No matter how much people will be educated about not dealing with spammers, spam would remain effective, perhaps even more effective. There will always remain a small percentage that would still make money for the spammers, and these are the real recipients of spam. The mistake in believing that educating people would starve spammers is in actually believing that the millions of spam recipients play any role in the spammers' business model. They don't! They are side effects, and they are actually helping spammers by spending lots of money to filter spam so it only goes to the spammers intended audience. If you want to really hurt the spammer's business model, you have to stop being a side effect, and join the spammer's audience. You have to respond to spam in a way that indistiguishable from real responses from interested customers. You have to make them have to serve you the same way they do serve those real customers of them but withoutproviding them with any real valuse. That would increase their costs top the point where thei business fails. You have to fill their contact forms with info that is indistinguishable from real interested customers' info (until manual contact is made and fails). You have to fill their purchase forms with info that is indistiguiahble from real purchase info (until the point when the credit card company says the cc number doesn't match the billing address/name). The only way to hurt spam is to cause spammers to have real extra costs. And the only way this can work is by real people who aer not their intended audiences posing as real customers and require service but creating no revenue.

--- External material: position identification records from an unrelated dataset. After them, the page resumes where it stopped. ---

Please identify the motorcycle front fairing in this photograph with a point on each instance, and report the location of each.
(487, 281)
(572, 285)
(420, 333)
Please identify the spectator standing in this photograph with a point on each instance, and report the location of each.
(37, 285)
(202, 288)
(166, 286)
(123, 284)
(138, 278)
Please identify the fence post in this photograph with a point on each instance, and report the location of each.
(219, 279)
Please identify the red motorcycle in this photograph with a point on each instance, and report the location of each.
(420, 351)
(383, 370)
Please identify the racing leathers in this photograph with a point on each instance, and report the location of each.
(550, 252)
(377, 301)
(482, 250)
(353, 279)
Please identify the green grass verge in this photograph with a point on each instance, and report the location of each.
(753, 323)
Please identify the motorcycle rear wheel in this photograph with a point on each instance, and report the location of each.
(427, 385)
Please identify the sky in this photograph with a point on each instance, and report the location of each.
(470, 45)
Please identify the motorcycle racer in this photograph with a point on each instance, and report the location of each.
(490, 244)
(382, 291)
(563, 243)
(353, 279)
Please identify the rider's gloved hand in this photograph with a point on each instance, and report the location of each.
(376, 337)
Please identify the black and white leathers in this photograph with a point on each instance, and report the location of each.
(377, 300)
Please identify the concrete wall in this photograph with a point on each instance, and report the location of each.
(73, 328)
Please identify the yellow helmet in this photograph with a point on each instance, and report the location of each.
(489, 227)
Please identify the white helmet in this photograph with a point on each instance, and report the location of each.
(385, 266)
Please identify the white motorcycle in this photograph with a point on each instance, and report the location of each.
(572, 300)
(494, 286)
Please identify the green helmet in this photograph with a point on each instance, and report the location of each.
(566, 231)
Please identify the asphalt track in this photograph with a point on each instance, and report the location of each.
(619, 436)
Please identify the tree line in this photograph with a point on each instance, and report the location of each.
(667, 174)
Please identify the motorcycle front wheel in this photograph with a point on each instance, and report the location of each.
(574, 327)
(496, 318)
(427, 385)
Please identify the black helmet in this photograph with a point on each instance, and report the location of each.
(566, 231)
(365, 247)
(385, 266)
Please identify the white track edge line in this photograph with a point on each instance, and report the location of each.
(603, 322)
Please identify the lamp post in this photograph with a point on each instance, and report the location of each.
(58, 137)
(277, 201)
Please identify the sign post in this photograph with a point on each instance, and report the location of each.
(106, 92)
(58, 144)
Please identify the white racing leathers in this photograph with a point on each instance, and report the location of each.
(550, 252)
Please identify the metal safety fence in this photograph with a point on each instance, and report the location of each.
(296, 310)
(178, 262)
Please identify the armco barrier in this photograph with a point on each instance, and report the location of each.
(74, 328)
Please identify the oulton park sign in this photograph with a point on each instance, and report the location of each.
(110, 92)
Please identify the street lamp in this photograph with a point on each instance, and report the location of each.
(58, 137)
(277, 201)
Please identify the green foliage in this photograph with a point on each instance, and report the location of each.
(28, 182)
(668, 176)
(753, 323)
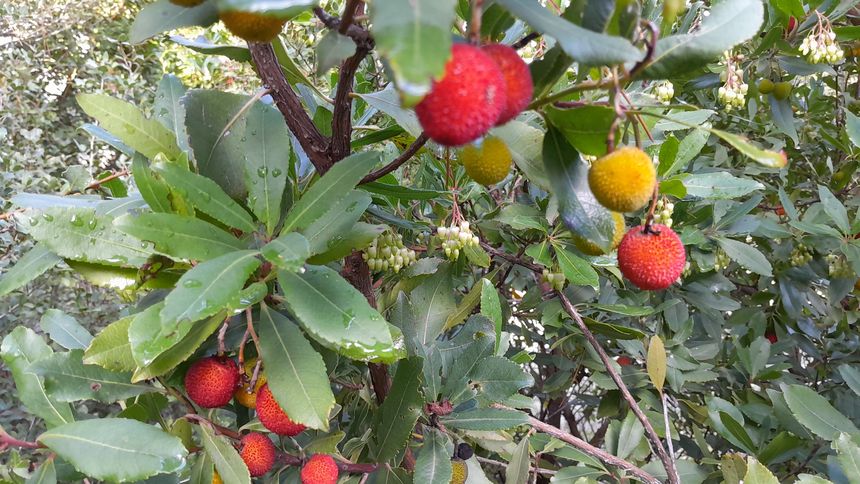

That of course doesn't deal with all kinds of spam. That kind of image spam that recommends petty stocks has no contact info. And some people that "fall for it" actually make a profit (
Stas Bekman wrote a good article on the subject - http://www.onlamp.com/pub/a/onlamp/2006/10/12/asyn chronous_events.html
... just charge 0.5 cents for sending an email. Once Joe Sixpack gets a bill for $5000 for emails sent by his Windows bot, a.k.a. PC, he will start to take security seriously. His first question is going to be" What can I do to stop this?", and then maybe he'll listen to the advice we've been trying for years to get through to him. Secondly, even if spammers send out emails from their own accounts, charging for it would quickly raise the bar to the point that it's no longer profitable.